Interestingly, since City 1 has the most vertices and its p-value is roughly 0.001, computing the test for the agreggate leads to a p-value of ~0.02, which can be misleading pointing that the threshold model fits the entire network.

Retrieving the data to create a panel/envent history/longitudinal data

To use the data for statistical models we can retrieve the data stored in the diffnet object and coerce it as a data.frame.

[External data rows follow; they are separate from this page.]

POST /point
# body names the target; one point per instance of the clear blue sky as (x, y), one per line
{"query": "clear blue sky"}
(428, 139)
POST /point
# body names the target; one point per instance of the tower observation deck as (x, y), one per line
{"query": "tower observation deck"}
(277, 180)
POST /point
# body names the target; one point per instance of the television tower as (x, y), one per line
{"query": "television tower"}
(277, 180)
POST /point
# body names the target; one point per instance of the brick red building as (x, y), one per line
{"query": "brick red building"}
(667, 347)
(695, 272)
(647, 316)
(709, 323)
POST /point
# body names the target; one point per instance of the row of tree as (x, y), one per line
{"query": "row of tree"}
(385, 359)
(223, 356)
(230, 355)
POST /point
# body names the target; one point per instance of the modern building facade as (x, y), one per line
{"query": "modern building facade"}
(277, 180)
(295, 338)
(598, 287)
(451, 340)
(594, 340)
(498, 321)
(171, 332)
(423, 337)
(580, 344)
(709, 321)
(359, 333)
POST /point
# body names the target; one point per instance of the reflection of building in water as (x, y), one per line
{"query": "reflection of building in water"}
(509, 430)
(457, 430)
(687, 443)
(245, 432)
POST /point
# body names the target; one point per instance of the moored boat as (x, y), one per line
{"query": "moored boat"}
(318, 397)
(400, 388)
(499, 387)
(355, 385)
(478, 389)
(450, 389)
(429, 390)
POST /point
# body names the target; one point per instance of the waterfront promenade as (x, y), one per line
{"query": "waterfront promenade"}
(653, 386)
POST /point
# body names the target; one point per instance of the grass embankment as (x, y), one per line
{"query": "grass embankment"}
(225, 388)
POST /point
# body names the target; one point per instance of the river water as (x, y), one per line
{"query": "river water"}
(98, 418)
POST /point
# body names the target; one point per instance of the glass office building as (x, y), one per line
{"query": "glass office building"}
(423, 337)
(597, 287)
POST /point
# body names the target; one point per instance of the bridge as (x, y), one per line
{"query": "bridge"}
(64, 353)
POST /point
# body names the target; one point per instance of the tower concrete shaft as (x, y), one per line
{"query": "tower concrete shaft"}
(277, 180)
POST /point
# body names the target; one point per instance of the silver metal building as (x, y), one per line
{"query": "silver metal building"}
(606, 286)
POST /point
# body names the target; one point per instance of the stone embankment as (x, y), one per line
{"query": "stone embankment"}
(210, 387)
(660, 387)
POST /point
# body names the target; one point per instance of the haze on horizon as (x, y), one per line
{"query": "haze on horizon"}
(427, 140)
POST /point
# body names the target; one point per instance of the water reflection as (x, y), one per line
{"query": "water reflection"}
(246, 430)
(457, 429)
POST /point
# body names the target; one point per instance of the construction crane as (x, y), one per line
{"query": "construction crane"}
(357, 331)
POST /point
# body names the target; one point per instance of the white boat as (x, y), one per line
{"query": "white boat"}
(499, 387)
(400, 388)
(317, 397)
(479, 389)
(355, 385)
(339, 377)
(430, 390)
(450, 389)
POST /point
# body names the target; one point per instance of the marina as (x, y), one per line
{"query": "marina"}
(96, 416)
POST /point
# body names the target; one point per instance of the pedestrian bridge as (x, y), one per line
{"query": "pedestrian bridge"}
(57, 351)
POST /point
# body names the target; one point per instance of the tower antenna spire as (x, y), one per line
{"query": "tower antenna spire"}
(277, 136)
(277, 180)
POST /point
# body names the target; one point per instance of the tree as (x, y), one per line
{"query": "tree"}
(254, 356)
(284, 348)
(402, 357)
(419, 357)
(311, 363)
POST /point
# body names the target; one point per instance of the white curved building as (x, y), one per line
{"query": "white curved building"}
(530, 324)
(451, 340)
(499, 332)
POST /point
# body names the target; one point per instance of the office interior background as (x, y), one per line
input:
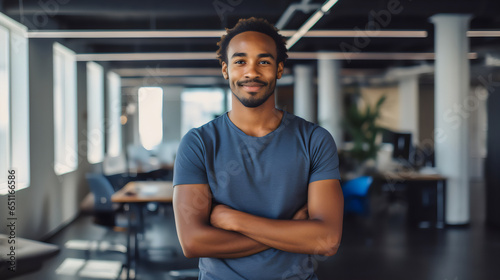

First, to show the richness of the package, we will compute exposure at each time period and add it as a dynamic vertex attribute.

# Calculating exposure
expo <- exposure(diffnet)
head(expo)
##      1         2         3         4         5         6         7
## 1001 0 0.0000000 0.5000000 1.0000000 1.0000000 1.0000000 1.0000000
## 1002 0 0.0000000 0.5000000 1.0000000 1.0000000 1.0000000 1.0000000
## 1003 0 0.2000000 0.4000000 0.6000000 0.8000000 0.8000000 0.8000000
## 1004 0 0.3333333 0.3333333 0.3333333 0.3333333 0.6666667 0.6666667
## 1005 0 0.0000000 0.0000000 0.0000000 1.0000000 1.0000000 1.0000000
## 1006 0 0.3333333 0.6666667 0.6666667 1.0000000 1.0000000 1.0000000
##              8         9        10        11        12        13        14
## 1001 1.0000000 1.0000000 1.0000000 1.0000000 1.0000000 1.0000000 1.0000000
## 1002 1.0000000 1.0000000 1.0000000 1.0000000 1.0000000 1.0000000 1.0000000
## 1003 1.0000000 1.0000000 1.0000000 1.0000000 1.0000000 1.0000000 1.0000000
## 1004 0.6666667 0.6666667 0.6666667 0.6666667 0.6666667 0.6666667 0.6666667
## 1005 1.0000000 1.0000000 1.0000000 1.0000000 1.0000000 1.0000000 1.0000000
## 1006 1.0000000 1.0000000 1.0000000 1.0000000 1.0000000 1.0000000 1.0000000
##             15        16        17 18
## 1001 1.0000000 1.0000000 1.0000000  1
## 1002 1.0000000 1.0000000 1.0000000  1
## 1003 1.0000000 1.0000000 1.0000000  1
## 1004 0.6666667 0.6666667 0.6666667  1
## 1005 1.0000000 1.0000000 1.0000000  1
## 1006 1.0000000 1.0000000 1.0000000  1
# Must be a list to be used in diffnet
expo <- lapply(1:ncol(expo), function(x) cbind(netexp=expo[,x]))

# Adding it to diffnet
diffnet.attrs(diffnet, attr.class="dyn") <- expo

Now we can create a data frame from our diffnet object

mydata <- diffnet.attrs(diffnet, as.df = TRUE)

  1. Note that there is a diffnet version of the same dataset in the package, medInnovationsDiffNet.